03:48 Donc on commet une danse, on commet un chant,
03:51 on commet une pensée, voilà,
03:53 mais on les commet quand même,
03:55 au risque, évidemment, d'avoir...
03:58 Effectivement, d'être arrêté,
04:01 d'avoir un semblant de justice qui est une injustice absolue.
04:04 Mais si on ne fait pas ça, on arrête de vivre.
04:07 Et c'est pas le modèle iranien du peuple iranien.
04:12 -Vous écrivez "Nous prenons des coups au cœur et au corps
04:15 "depuis près d'un demi-siècle, nous mourrons avec la fureur de vivre".

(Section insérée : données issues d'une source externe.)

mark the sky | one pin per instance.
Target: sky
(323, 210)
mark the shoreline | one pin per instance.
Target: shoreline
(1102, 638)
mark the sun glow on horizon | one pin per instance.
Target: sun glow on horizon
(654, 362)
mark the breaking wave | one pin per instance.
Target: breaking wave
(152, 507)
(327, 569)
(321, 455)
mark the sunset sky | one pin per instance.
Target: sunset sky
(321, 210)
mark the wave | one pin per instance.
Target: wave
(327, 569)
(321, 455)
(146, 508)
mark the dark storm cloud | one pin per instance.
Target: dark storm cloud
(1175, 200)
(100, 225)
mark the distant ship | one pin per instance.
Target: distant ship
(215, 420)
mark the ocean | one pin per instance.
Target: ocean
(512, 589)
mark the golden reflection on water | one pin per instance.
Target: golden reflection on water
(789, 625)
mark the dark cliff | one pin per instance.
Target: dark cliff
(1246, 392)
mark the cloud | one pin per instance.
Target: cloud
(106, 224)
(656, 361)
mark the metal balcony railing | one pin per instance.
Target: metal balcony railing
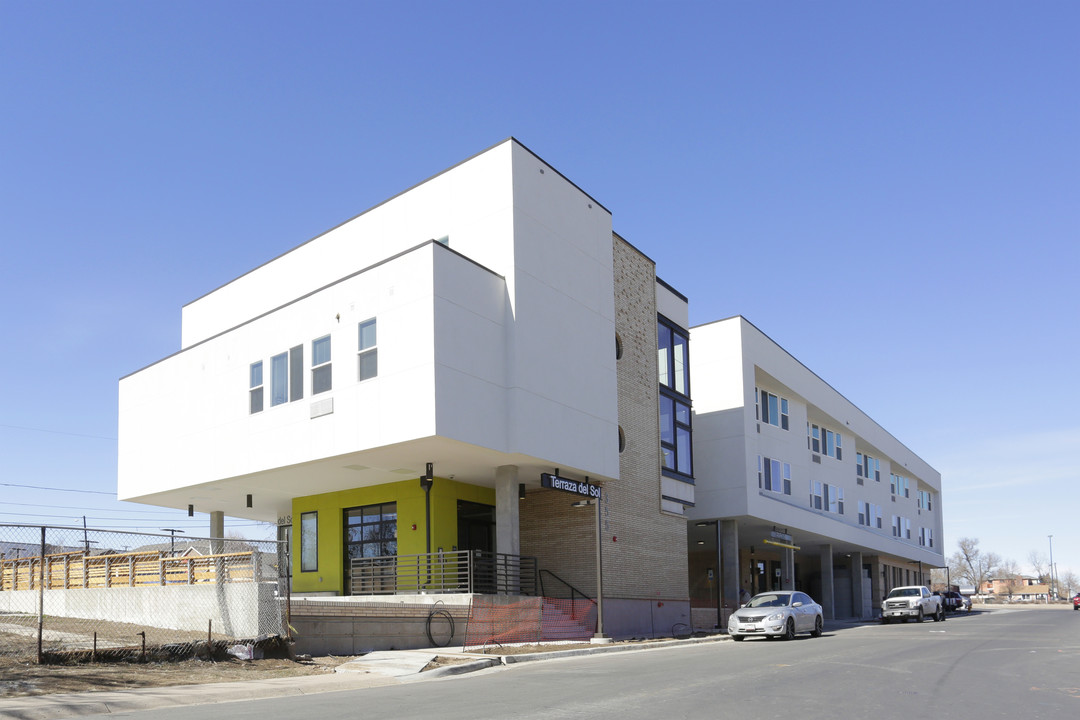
(458, 571)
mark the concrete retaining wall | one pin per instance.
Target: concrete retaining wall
(234, 609)
(354, 626)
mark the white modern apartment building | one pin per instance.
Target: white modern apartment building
(399, 384)
(796, 487)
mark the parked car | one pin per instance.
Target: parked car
(912, 601)
(779, 613)
(956, 602)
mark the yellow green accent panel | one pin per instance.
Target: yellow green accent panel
(408, 494)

04:18 Vous évoquez en cela les deux révolutions antinomiques,
04:22 dites-vous, celle de 1979, Khomeini,
04:24 celle de 2022, qu'on a réduite à la révolution des femmes,
04:28 alors que derrière, il n'y a pas que les femmes,
04:30 il y a aussi une jeunesse iranienne.
04:32 Mais est-ce que vous avez l'impression
04:34 que les démocraties occidentales sont vraiment présentes
04:37 aux côtés de cette jeunesse qui tente de renverser
04:41 un gouvernement dictatorial, finalement ?
04:44 -Merci de me poser la question.
04:46 C'est vrai qu'encore une fois,
04:48 moi, j'étais très heureuse depuis un an, effectivement,
04:52 depuis la mort de la jeune Massamini.
04:55 On a beaucoup...
04:57 Vous savez, cette jeune fille qui a été tuée
05:01 parce qu'elle portait mal le voile.
05:03 On a beaucoup parlé de l'Iran, de cette jeunesse et de ces femmes.
05:07 Là, l'image, heureusement, des femmes et de cette jeunesse-là
05:10 change dans ce côté-là du monde,
05:13 c'est-à-dire dans les démocraties,
05:15 mais au-delà des compliments qui sont très sympas
05:18 et qui ont fait vraiment plaisir, les actes, se couper les cheveux,
05:21 tout ça, ça a été formidable.
05:22 Et vraiment, merci, parce que ça a influé sur le moral
05:25 de cette jeunesse-là et de ces femmes qui se battent là-bas.
05:27 Mais au-delà de ces compliments-là, qu'est-ce qu'on fait ?
05:31 C'est-à-dire qu'il faut avoir conscience d'une chose,
05:33 c'est que l'islam politique tue.
05:37 Nous, on se bat pas depuis un an,
05:39 on se bat depuis plus de quatre décennies
05:41 contre l'islam politique.
05:43 Parce que là où vous prenez une religion
05:45 et vous mêlez la politique et vous obligez des gens
05:49 sur une foi, sur une croyance,
05:51 sur leur religion qui est extrêmement intime,
05:55 et c'est au nom de cette religion que vous tuez,
05:57 que vous exécutez, que vous violez,
05:59 évidemment, c'est insupportable,
06:01 et vous éloignez le peuple de la religion.
06:03 Je dis souvent, d'ailleurs,
06:04 ce n'est pas un combat contre une religion,
06:09 c'est justement un combat pour récupérer une religion
06:12 qui ne doit pas être laissée aux mains des islamistes.
06:16 Se méfier de l'islam politique, elle tue.
06:18 Donc nous, on voudrait une laïcité, une démocratie,
06:20 bien sûr, avec une religion,
06:22 la religion dominante et la religion musulmane,
06:25 évidemment, mais ce n'est pas contre...
06:28 Je tiens à le préciser, ce n'est pas contre l'islam,
06:31 c'est contre l'islam politique.
06:33 C'est très clair, vous en parlez très bien.
06:35 Je vous conseille vraiment, ne serait-ce qu'en signe de soutien,
06:39 parce que le livre est bien aussi,
06:41 de lire "Iran in out", c'est paru aux éditions Plon.
06:44 Merci beaucoup, Sarah Doraghi.
06:45 Merci, merci de m'avoir reçue.